"You are entering a world of sound. You are entering a world of sight. You have crossed over into the land of shadow and substance," of course paraphrased from Rod Serling's Twilight Zone. It was a show that left an indelible mark on the nascent television viewing audience; we of the Mad Magazine generation, snarky and offbeat. We were known to daydream about the idea of bohemian living. We fantasized about slipping the tight coil of peer pressure and status quo. Everybody was just so, I don't know, NORMAL back then. At least that was what you led with. Because if anyone found out you were DIFFERENT...well you just wouldn't be POPULAR!!!! Oh how I dreamed of the day when I didn't have to care about that stuff anymore. And I am so glad we broke the societal chains, what with Woodstock and Hippiedom, and emerged on the other side of that with a much richer acceptance of others, of different kinds of people. Of acceptance. I might have told you this before, but one of the things I loved best about working at XM Radio is that we were everyone. Old, young, male, female, every national heritage imaginable. We were a regular Star Trek cast. Yes, I suspect there even were aliens among us, too.
One has to think that cult hero Dan Hicks might also have been influenced by some of the same early media stirrings of individuality. He is a hipster for the ages, for four decades-worth, anyway.
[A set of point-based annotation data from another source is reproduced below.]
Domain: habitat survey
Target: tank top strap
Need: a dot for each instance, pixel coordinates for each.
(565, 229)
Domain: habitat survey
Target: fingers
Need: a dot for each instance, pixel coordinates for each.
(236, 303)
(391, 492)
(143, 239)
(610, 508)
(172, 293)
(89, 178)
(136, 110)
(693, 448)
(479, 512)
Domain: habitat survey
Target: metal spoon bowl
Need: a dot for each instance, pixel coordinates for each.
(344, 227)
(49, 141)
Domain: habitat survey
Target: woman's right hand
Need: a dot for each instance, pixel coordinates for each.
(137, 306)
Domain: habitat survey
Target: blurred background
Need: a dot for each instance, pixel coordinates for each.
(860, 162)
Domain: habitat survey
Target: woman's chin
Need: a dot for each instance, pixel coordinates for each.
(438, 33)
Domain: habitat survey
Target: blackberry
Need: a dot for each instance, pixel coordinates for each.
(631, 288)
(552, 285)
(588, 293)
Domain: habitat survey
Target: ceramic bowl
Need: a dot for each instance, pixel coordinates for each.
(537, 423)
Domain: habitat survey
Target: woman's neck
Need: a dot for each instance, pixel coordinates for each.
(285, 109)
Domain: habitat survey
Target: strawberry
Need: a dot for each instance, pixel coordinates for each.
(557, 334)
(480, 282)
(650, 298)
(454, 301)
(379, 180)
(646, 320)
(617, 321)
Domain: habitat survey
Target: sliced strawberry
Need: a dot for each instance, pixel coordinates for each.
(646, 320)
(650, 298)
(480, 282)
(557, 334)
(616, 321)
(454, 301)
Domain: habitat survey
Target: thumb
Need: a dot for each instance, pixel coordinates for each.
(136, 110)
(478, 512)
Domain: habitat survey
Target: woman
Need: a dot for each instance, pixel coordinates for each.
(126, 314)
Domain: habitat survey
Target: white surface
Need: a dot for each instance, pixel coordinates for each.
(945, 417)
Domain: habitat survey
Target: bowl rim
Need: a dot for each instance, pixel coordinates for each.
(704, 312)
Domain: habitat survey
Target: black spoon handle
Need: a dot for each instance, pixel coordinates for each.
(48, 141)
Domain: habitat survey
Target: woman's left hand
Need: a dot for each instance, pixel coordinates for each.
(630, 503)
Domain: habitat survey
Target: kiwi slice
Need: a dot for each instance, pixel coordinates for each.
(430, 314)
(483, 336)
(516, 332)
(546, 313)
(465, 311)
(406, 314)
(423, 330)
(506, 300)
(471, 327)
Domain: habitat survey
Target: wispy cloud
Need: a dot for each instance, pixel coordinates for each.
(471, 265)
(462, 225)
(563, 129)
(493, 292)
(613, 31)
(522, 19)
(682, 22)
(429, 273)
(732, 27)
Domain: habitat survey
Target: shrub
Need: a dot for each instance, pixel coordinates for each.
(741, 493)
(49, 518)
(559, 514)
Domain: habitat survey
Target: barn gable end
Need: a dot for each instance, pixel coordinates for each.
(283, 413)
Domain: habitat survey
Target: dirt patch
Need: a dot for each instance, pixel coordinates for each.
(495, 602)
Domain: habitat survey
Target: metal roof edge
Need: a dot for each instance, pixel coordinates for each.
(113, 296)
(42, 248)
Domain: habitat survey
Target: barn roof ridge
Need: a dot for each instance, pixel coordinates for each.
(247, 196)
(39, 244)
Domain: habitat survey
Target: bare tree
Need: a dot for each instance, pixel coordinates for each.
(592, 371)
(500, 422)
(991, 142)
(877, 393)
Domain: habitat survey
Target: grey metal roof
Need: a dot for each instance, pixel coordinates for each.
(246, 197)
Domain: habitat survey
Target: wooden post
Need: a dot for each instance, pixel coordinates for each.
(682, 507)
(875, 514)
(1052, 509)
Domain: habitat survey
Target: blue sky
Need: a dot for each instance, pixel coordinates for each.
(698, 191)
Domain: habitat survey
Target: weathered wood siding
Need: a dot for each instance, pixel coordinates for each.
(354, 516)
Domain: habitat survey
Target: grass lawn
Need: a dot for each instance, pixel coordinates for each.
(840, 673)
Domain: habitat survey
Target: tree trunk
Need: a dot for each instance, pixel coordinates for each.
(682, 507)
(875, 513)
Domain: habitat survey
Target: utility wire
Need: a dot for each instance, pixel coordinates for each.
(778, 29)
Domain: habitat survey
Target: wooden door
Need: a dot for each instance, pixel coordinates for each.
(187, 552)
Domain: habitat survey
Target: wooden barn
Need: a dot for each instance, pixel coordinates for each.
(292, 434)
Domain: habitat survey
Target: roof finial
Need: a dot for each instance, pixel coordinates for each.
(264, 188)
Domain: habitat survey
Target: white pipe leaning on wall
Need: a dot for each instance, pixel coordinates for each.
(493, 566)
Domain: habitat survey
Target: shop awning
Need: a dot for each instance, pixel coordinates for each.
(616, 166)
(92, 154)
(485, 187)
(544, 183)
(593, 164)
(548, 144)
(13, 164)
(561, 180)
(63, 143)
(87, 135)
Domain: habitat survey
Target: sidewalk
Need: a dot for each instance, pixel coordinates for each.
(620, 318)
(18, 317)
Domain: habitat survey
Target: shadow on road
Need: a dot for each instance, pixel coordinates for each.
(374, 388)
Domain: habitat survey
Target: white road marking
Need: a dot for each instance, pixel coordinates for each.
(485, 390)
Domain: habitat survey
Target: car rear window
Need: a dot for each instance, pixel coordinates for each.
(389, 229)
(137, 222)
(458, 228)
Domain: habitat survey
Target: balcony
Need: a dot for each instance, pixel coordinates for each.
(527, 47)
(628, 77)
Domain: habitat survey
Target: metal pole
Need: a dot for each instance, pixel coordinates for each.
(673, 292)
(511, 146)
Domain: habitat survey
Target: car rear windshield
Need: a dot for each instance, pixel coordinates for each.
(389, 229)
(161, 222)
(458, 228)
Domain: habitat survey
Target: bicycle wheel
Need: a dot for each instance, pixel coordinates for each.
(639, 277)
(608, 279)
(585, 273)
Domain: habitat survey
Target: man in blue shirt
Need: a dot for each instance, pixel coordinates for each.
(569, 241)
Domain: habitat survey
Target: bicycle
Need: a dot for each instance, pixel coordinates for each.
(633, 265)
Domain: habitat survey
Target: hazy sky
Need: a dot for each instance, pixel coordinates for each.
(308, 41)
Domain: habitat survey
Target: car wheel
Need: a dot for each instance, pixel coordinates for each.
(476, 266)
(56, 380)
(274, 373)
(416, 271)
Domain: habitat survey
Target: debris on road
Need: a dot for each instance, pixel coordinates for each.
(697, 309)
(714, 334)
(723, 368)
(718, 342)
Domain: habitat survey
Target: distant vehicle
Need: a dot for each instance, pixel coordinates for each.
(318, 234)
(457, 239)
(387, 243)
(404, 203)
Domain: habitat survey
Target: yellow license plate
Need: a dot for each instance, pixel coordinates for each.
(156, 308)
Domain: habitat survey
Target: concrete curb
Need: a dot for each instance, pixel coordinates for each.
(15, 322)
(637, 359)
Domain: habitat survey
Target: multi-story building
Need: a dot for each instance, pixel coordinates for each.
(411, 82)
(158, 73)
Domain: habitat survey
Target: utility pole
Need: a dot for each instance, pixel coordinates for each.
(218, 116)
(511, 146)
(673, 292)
And hark, Dan Hicks and the Hot Licks have just released a swinging and swaying seasonal album called Crazy For Christmas. Dan began his career in 1965 as the drummer for San Francisco band The Charlatans, heavily psychedelized, before forming the acoustic ensemble Dan Hicks and the Hot Licks. The original girl singers were called The Lickettes. Of course they were! He blends and mindbends styles; folk, jazz, blues, swing, and The Great American Songbook, to which is added a cunning and ironic twist, his sense of humor. Tom Waits says, "Dan Hicks is fly, sly, wily and dry." Yes to all of the above, and yes to this zany and imaginative treatment of "Carol Of The Bells."
- Jessie Scott
PS I miss Space Ghost Coast to Coast!